We’ll also want to have an idea what type of data is stored in the database, and DBSAT will help us here with sensitive data discovery.
Since that data is eventually being persisted on disk, in backups, and in exports we’ll want to protect it from attack there. Here is where Transparent Data Encryption (TDE), part of Oracle Advanced Security comes into play. TDE will encrypt data on the operating system, in storage devices, in backup and export files. And when data is encrypted, that means there are one or more encryption keys that we need to protect and distribute securely – for this we’ll use Oracle Key Vault (OKV). OKV understands the Oracle Database in an enterprise architecture and can help make TDE key rotations easy and protect previously used keys when older backups and files need to be restored.
Remember those administrators with privileged access to data? We’ll want to protect against them as well, and for this we’ll use Oracle Database Vault (DV). Database Vault lets you separate the duties of database administration from access to data within the database. Database Vault also protects against a compromised application server, locking down application accounts so they can only access data from within the normal context of the application.

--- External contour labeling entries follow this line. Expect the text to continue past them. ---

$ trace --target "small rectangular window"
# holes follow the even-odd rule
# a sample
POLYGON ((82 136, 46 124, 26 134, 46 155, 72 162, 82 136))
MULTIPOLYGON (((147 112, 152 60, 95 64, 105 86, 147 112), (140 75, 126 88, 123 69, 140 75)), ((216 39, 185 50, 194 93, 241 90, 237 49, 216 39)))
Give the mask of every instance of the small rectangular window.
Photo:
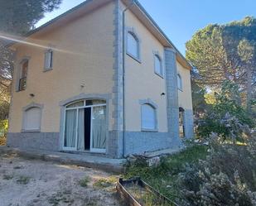
POLYGON ((45 70, 52 69, 52 57, 53 57, 52 50, 50 50, 45 53, 45 70))

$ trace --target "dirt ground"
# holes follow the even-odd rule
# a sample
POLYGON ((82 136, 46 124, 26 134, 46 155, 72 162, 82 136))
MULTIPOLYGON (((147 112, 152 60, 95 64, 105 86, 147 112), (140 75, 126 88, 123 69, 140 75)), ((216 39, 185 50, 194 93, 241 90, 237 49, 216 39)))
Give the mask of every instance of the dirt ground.
POLYGON ((0 206, 123 205, 117 176, 15 155, 0 155, 0 206))

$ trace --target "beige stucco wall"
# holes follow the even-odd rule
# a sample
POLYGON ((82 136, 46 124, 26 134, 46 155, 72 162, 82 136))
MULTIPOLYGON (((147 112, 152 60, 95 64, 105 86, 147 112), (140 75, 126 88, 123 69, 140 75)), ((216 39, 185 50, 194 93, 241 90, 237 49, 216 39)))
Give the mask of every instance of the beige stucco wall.
MULTIPOLYGON (((44 48, 18 45, 17 62, 29 56, 27 86, 16 92, 17 65, 14 71, 12 99, 10 112, 10 132, 20 132, 22 108, 34 102, 44 105, 41 132, 60 132, 60 101, 80 93, 111 93, 114 85, 113 36, 114 2, 56 27, 46 34, 35 35, 30 42, 52 45, 53 69, 43 72, 44 48), (85 84, 85 88, 81 88, 85 84), (30 93, 35 97, 31 98, 30 93)), ((18 64, 17 64, 18 65, 18 64)), ((113 105, 109 105, 109 129, 113 105)))
POLYGON ((192 109, 191 84, 190 70, 182 67, 178 62, 177 73, 182 79, 182 90, 179 89, 179 107, 184 109, 192 109))
POLYGON ((133 28, 141 39, 141 63, 128 55, 125 58, 126 129, 141 131, 139 100, 150 98, 158 106, 158 132, 167 132, 167 96, 161 96, 162 93, 166 93, 166 82, 154 72, 153 54, 157 51, 163 59, 164 47, 129 11, 126 15, 126 26, 133 28))

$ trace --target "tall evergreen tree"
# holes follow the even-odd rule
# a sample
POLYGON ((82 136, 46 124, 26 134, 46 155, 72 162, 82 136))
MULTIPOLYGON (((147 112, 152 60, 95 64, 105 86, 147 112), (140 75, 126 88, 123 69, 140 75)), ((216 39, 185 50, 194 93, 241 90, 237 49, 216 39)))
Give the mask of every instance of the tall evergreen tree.
POLYGON ((4 47, 1 35, 23 36, 45 12, 58 8, 62 0, 0 0, 0 120, 7 117, 12 79, 13 53, 4 47))
POLYGON ((186 58, 197 68, 199 84, 214 89, 225 80, 239 85, 250 112, 256 86, 256 19, 209 25, 186 43, 186 58))

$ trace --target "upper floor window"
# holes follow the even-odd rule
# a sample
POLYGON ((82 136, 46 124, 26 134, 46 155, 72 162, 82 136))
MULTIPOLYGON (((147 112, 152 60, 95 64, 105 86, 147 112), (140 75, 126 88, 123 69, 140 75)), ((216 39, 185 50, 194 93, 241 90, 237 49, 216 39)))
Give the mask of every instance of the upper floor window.
POLYGON ((162 77, 163 69, 162 69, 162 60, 158 55, 155 55, 154 59, 155 59, 155 73, 162 77))
POLYGON ((151 104, 142 105, 142 129, 157 130, 157 112, 151 104))
POLYGON ((185 110, 182 108, 179 108, 179 132, 180 137, 185 137, 185 110))
POLYGON ((19 81, 18 81, 18 90, 22 91, 26 89, 27 87, 27 76, 28 69, 28 60, 25 60, 21 63, 20 71, 19 71, 19 81))
POLYGON ((48 50, 45 53, 45 70, 49 70, 52 69, 52 57, 53 51, 51 50, 48 50))
POLYGON ((128 32, 127 36, 127 53, 133 58, 139 60, 139 40, 132 31, 128 32))
POLYGON ((177 74, 177 84, 178 89, 182 90, 182 79, 180 74, 177 74))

When data is accessed from outside of the application, we may want to provide additional protection for high-value data columns like credit card numbers or taxpayer IDs. For this we can use Data Redaction, also part of Oracle Advanced Security, to hide sensitive data, even on the fly as it leaves the database
And for those non-production clones of the database, we’ll use Data Masking, part of Oracle Data Masking and Subsetting Pack to simply remove sensitive data from them, replacing it with realistic looking “safe” data that does not present a security risk, but still allows application development and testing to continue
We’ve done a lot to protect the database, but we also want to be sure we can detect attempts to break in and steal data. For that we’ll configure auditing within the database, and feed audit events to a centralized audit vault for analysis, reporting, and alert generation.

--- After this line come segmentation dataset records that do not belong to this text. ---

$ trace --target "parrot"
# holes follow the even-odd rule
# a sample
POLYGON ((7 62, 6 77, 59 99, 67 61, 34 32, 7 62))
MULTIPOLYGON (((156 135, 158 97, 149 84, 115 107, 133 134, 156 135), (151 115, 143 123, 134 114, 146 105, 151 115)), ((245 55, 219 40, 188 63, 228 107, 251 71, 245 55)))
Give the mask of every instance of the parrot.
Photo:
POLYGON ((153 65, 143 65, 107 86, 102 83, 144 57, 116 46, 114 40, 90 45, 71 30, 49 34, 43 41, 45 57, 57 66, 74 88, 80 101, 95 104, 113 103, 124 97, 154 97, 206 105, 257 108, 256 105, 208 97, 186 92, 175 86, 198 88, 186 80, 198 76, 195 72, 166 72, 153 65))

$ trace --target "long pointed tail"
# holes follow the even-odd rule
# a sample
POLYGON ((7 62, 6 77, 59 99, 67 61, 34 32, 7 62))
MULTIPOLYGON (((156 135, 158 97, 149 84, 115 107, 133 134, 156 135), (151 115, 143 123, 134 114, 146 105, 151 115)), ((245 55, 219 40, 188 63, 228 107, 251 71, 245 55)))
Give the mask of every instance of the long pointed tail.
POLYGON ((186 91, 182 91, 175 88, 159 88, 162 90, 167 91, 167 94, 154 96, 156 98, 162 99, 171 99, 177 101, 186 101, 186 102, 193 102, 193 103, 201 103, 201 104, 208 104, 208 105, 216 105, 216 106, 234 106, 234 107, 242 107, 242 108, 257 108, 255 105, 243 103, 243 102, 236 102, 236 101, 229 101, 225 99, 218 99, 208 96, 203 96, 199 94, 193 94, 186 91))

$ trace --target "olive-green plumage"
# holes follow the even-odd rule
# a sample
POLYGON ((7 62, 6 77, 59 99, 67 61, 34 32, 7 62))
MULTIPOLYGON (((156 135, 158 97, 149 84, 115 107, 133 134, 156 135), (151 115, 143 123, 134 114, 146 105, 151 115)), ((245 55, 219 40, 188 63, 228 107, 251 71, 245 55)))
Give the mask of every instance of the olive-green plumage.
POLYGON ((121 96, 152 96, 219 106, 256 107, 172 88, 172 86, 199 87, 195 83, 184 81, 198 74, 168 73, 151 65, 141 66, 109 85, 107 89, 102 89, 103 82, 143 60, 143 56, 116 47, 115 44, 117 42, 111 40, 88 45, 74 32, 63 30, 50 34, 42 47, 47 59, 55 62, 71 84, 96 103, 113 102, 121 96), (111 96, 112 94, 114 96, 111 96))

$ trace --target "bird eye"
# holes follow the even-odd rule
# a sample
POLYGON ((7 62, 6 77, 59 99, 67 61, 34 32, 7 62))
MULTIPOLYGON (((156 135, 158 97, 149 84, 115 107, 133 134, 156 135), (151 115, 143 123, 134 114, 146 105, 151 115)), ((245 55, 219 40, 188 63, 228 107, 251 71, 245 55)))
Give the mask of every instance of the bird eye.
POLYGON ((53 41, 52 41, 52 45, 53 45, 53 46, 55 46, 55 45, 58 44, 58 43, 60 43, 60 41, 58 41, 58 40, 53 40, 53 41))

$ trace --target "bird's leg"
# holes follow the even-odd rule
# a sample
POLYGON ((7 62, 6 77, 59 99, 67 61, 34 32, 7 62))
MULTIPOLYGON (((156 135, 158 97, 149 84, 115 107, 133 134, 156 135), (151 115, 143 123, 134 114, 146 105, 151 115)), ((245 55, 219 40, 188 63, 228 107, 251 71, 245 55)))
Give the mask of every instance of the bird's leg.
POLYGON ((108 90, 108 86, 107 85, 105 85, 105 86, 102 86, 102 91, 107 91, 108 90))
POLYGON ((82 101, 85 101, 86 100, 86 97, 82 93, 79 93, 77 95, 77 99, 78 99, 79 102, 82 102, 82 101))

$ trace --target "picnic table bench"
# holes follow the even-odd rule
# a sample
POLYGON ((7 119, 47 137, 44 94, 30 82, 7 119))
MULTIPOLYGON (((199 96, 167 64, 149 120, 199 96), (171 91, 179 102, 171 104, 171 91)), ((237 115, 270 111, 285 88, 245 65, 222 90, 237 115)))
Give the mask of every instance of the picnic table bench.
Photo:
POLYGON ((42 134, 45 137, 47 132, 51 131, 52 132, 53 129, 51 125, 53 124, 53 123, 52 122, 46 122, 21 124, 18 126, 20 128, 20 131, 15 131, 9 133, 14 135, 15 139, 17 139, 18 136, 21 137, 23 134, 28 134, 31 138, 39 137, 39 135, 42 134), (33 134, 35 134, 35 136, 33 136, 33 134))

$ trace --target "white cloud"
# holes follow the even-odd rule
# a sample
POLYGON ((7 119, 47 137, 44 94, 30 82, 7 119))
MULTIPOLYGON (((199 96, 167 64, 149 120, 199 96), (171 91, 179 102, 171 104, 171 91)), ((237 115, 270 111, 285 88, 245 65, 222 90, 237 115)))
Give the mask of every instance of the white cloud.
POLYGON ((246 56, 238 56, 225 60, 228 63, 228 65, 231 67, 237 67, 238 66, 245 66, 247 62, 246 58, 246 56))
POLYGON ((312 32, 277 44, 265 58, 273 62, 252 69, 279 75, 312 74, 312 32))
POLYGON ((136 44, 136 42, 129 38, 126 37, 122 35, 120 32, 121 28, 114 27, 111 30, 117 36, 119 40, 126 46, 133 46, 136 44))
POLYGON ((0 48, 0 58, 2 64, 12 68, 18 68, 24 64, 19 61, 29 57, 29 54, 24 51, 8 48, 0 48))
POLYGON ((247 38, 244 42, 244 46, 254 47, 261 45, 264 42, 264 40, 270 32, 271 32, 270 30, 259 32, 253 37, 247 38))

We’ll also use Database Firewall, part of Oracle Audit Vault and Database Firewall, to examine incoming connections and SQL statements for anomalies and violation of policy – and if we choose to, we can go one step further and actually BLOCK out of policy activity with the firewall. Of course, events from the Database Firewall flow into the Audit Vault server for analysis, reporting, and alert generation.

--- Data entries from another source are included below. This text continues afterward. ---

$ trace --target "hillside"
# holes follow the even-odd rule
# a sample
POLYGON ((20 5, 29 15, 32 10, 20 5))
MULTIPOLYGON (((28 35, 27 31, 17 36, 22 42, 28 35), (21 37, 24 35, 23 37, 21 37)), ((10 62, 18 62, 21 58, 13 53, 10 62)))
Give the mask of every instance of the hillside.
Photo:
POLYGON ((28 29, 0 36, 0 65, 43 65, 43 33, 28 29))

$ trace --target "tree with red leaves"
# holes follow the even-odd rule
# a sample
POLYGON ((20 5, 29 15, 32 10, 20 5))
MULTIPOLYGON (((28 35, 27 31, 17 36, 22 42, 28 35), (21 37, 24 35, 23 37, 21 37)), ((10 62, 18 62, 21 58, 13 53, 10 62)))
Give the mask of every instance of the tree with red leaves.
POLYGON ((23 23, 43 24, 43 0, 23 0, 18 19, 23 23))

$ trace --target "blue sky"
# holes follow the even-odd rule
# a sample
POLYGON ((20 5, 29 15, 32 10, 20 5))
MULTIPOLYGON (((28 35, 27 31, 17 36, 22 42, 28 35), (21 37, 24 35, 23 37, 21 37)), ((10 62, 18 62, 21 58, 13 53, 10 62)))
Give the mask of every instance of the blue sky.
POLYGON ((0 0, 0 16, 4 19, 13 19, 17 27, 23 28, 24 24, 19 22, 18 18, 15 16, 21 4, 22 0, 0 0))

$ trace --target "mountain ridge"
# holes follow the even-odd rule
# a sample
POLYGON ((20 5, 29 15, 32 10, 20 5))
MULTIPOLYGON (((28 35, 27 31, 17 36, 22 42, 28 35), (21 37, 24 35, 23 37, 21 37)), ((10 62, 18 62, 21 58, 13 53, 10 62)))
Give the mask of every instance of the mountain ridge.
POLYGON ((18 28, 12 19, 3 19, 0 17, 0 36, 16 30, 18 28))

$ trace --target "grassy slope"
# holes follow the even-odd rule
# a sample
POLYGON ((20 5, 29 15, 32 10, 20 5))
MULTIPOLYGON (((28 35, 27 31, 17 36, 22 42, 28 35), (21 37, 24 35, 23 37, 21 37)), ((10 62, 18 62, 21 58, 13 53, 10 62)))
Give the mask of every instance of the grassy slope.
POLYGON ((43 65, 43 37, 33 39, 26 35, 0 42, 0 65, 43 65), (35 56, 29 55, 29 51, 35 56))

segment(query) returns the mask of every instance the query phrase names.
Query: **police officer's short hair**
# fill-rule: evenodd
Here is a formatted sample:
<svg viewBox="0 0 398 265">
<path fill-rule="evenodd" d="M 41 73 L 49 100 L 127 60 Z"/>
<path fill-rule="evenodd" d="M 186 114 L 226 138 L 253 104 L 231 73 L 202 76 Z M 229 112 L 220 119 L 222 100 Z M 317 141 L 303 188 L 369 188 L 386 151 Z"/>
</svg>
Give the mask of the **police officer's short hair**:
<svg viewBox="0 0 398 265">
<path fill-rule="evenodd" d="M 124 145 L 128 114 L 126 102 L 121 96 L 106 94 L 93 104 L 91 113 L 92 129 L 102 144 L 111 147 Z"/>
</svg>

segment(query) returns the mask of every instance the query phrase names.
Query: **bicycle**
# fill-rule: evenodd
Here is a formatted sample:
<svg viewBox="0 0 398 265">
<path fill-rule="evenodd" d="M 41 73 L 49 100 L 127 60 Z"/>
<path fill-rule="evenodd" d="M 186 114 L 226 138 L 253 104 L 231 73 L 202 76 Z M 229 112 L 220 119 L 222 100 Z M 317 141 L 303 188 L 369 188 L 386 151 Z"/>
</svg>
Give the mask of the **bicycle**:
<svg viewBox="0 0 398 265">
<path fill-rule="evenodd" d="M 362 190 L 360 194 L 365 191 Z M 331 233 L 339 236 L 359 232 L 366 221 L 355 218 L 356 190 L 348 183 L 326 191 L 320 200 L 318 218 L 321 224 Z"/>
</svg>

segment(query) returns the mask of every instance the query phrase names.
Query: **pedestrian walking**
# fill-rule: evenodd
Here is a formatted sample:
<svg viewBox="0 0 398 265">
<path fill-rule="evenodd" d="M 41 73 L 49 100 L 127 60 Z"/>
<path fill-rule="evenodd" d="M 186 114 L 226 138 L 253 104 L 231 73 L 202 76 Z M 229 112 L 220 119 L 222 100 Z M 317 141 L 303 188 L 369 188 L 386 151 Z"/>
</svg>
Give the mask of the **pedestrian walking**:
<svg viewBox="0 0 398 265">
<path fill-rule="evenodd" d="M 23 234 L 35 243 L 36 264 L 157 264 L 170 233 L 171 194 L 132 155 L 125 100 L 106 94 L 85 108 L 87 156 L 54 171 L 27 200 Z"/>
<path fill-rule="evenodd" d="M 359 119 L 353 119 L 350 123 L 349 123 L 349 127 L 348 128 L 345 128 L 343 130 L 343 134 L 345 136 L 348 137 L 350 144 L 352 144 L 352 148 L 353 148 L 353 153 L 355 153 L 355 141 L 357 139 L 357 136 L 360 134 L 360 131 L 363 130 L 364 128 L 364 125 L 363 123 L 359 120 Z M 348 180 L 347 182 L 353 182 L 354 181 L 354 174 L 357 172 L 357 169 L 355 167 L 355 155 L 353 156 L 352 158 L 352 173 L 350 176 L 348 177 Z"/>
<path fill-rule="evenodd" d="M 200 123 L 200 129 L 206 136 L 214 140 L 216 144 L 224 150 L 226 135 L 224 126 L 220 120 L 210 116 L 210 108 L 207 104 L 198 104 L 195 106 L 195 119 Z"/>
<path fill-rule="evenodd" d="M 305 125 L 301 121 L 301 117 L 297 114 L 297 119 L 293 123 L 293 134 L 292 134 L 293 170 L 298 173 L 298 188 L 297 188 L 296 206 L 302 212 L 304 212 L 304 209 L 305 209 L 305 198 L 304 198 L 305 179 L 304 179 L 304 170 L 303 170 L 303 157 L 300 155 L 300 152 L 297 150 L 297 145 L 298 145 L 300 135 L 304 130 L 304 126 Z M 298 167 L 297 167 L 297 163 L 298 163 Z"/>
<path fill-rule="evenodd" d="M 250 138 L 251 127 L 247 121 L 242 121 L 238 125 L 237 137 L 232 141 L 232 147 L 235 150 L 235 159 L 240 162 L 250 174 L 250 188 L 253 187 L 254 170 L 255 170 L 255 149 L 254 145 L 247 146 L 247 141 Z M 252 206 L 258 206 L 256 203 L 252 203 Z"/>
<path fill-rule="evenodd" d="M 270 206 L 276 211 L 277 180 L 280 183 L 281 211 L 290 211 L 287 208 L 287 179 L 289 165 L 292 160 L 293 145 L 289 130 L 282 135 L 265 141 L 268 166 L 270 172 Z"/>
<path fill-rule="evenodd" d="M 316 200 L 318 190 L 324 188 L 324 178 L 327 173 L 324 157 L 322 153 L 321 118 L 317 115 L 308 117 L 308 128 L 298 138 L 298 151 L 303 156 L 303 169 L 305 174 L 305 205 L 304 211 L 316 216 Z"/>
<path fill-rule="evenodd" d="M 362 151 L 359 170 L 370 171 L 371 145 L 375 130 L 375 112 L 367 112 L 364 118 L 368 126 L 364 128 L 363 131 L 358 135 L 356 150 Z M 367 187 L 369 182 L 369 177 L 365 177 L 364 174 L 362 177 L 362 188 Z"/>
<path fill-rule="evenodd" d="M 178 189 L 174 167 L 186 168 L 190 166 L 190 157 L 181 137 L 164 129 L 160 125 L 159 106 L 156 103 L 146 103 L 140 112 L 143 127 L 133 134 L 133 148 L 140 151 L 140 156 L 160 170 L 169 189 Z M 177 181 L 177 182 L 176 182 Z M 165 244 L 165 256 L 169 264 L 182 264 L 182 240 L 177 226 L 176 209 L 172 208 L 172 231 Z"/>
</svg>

Finally, we may choose to exercise fine-grained control at the data row or column level for application users. For this Oracle provides a variety of features including Real Application Security (RAS) and Oracle Label Security. This cell level access control allows multiple applications to be developed and have a consistent application user authorization model for data access – saving application development time and effort.
All of these controls working together create the Maximum Security Architecture. Most of the things I’ve talked about are features of the database, available to any Enterprise Edition customer. A few are extra-cost options or products.
Maximum Security Architecture in the Cloud
One of the great things about the cloud is the options it gives you. If your database is running in the Oracle Cloud, then you also have Oracle Data Safe available. Data Safe provides several features to help you secure your Oracle Databases, and can take the place of DBSAT, Audit Vault, and Data Masking.
Other options like Database Vault and Transparent Data Encryption are also available for you in the cloud, and for most cloud services (like Oracle Autonomous Database), are included in your subscription at no additional charge. In many cases, they are automatically enabled and configured for you.
This means that implementing the Maximum Security Architecture is even easier in the cloud.
Remember, the goal of most cyberattacks is to get to your most valuable asset – your data. Use the Maximum Security Architecture as a guide to help protect this asset.